Indiana’s state capitol building.
Even without Mike Pence as governor, Indiana is making questionable decisions when it comes to women’s health. On Monday, the House of Representatives approved a so-called “abortion reversal” bill 53 to 41. The bill requires Indiana doctors who perform medical abortions to tell their patients about a procedure that could “reverse” the process halfway through. “This is for those who take that first step and regret it,” Republican representative Peggy Mayfield, one of the bill’s co-authors, told the Indianapolis Star. “There is an alternative there. There is hope.”
To perform a medical abortion, a doctor gives a patient two pills. The first blocks the hormone progesterone, which helps the uterus sustain a fertilized egg. The second, taken days later, induces cramping and bleeding. Some doctors claim the process can be “reversed” by injecting a woman with progesterone before she takes the second pill. But, as the Washington Post points out, there’s almost no scientific evidence to back up that claim.

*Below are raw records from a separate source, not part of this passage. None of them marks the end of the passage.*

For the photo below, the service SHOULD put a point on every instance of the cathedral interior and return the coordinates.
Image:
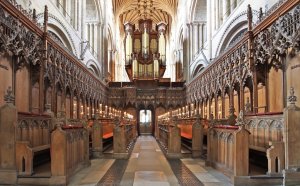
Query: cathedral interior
(149, 92)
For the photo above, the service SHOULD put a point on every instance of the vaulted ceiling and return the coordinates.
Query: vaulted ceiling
(134, 10)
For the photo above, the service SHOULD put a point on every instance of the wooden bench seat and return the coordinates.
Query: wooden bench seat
(186, 135)
(108, 135)
(40, 148)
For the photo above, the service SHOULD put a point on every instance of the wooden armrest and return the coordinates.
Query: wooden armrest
(40, 148)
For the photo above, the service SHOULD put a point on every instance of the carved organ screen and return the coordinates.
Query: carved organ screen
(145, 50)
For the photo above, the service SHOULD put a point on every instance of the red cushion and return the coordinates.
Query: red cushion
(186, 135)
(108, 135)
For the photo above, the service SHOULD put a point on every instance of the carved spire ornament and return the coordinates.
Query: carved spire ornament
(292, 99)
(9, 98)
(249, 16)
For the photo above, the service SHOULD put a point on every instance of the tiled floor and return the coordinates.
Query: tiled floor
(148, 166)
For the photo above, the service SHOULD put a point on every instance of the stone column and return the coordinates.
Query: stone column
(225, 11)
(8, 122)
(201, 36)
(196, 40)
(223, 105)
(99, 44)
(291, 139)
(210, 23)
(83, 16)
(95, 39)
(217, 16)
(232, 5)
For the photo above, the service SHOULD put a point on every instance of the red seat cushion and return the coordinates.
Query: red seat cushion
(108, 135)
(186, 135)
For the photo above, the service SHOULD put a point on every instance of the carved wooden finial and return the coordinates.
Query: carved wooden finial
(249, 16)
(260, 16)
(45, 19)
(231, 110)
(34, 15)
(292, 99)
(9, 98)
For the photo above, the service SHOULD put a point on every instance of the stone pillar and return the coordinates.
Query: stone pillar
(291, 139)
(119, 141)
(196, 40)
(174, 142)
(99, 45)
(197, 140)
(8, 121)
(242, 98)
(96, 39)
(217, 14)
(191, 45)
(232, 5)
(201, 36)
(225, 10)
(210, 23)
(83, 24)
(97, 133)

“It’s really concerning that legislatures are passing laws interfering in the doctor-patient relationship and forcing them to tell women about an experimental therapy that is unproven,” Dr. Daniel Grossman, a professor at University of California, San Francisco, told the Associated Press. Indiana democrat Linda Lawson was even more blunt: “This bill seeks to dictate medical practice based on junk science,” she said.
Indiana isn’t the only state considering a reversal bill — similar bills are on the table in North Carolina and Utah, and a proposal in Colorado’s Democratic-led House was killed in committee earlier this month.
But whether or not the procedure works — and whether it puts women’s lives at risk — seems to be beside the point to Republicans, who are seeking to put as many obstacles as possible in the path of women seeking abortions. “We’re just saying you have the right to try,” Republican representative Ben Smaltz told the Star. “We’re not saying it’s going to work.”